More and more users are buying easier to use internet-connected devices and apps that control them. The increase in popularity of Internet of Things (IoT) devices are a prime target for attackers given the security issues that often come with them.
Researchers from Trend Micro wrote a fascinating in-depth report on just how hackers could exploit one type of IoT device, internet connected speakers. Such attacks could in turn expose other sensitive devices and personal data on home or enterprise networks.
For the primary case study, titled ‘The Sound of a Targeted Attack‘, the researchers examined Sonos Play:1 and also looked into the Bose SoundTouch. Security issues were reported to both Sonos and Bose. Sonos addressed the security issues shortly after they were reported, while the Trend Micro team was still waiting to hear back from Bose.
A summary of the Sonos findings included a simple open port that gave anyone on the internet access to the device and user information.
According to Trend Micro, a user could connect to a built in Sonos website, with no authentication, which “allows you to see information about the tracks currently being played, what music libraries it knows about, what devices have ever connected to it to control it, and down to personal information such as emails associated with specific audio streaming services like Spotify.”
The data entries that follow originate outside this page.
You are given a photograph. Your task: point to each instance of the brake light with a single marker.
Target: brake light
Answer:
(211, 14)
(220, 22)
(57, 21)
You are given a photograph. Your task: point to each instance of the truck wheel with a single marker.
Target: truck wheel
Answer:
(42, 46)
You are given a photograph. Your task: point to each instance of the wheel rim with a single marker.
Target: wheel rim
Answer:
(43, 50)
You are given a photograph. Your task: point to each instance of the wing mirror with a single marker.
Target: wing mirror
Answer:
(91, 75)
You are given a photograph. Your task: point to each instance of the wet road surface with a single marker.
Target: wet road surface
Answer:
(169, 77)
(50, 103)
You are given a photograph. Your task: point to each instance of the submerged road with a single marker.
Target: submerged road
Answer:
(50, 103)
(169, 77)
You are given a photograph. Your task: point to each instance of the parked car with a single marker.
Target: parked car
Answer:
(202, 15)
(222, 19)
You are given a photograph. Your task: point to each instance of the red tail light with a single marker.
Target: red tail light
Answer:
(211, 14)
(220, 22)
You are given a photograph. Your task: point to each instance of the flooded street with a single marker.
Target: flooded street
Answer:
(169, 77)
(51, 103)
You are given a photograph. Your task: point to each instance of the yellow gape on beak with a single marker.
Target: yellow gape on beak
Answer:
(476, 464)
In addition to list of connected devices, the site also lists out any shared folders that may be exposed on the same network as the Sonos device. Attackers could use this information to gather more information on connected devices to exploit vulnerabilities or steal personal data.
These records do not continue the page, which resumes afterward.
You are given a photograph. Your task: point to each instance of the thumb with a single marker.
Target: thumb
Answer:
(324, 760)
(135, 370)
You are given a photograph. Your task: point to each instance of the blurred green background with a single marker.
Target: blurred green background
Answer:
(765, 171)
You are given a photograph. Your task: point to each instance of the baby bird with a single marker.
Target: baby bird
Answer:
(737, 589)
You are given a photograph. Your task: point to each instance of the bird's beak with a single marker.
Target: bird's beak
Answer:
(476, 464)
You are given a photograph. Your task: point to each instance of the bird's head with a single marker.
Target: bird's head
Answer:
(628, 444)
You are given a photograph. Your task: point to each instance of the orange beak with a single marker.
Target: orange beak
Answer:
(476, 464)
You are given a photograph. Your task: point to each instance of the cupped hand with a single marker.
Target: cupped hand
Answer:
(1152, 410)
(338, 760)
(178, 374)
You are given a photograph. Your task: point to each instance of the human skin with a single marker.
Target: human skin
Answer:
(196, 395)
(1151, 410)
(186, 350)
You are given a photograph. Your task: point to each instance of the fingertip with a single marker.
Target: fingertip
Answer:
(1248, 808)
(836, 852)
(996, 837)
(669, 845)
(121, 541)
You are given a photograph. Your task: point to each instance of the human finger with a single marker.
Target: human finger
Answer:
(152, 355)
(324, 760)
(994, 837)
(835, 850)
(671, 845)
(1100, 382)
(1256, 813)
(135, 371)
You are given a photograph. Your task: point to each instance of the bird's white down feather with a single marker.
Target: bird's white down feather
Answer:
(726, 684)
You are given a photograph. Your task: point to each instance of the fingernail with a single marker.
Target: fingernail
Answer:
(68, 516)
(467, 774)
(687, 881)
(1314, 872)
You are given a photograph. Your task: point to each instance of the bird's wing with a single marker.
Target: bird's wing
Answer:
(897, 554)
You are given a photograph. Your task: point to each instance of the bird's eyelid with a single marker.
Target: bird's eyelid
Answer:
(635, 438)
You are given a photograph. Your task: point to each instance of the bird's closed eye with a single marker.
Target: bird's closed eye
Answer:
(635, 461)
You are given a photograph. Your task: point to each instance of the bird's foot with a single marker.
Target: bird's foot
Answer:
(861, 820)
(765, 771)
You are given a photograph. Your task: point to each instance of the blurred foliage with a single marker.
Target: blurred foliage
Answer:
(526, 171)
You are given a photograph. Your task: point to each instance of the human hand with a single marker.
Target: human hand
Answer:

Another plausible scenario would be attackers could use such information to pivot from the user’s home network to enterprise networks in the future.
Finally, researchers used the Shodan search engine tool for IoT to discover internet connected Sonos devices and found nearly 5,000 devices directly exposed to the public over port 1400.
They even coded a small script to parse out unique emails, 1,293 emails of which 727 were unique, from the accounts page. These emails could be used to query hacker databases to see which ones have already been pawned from previous data breaches and used for future attacks.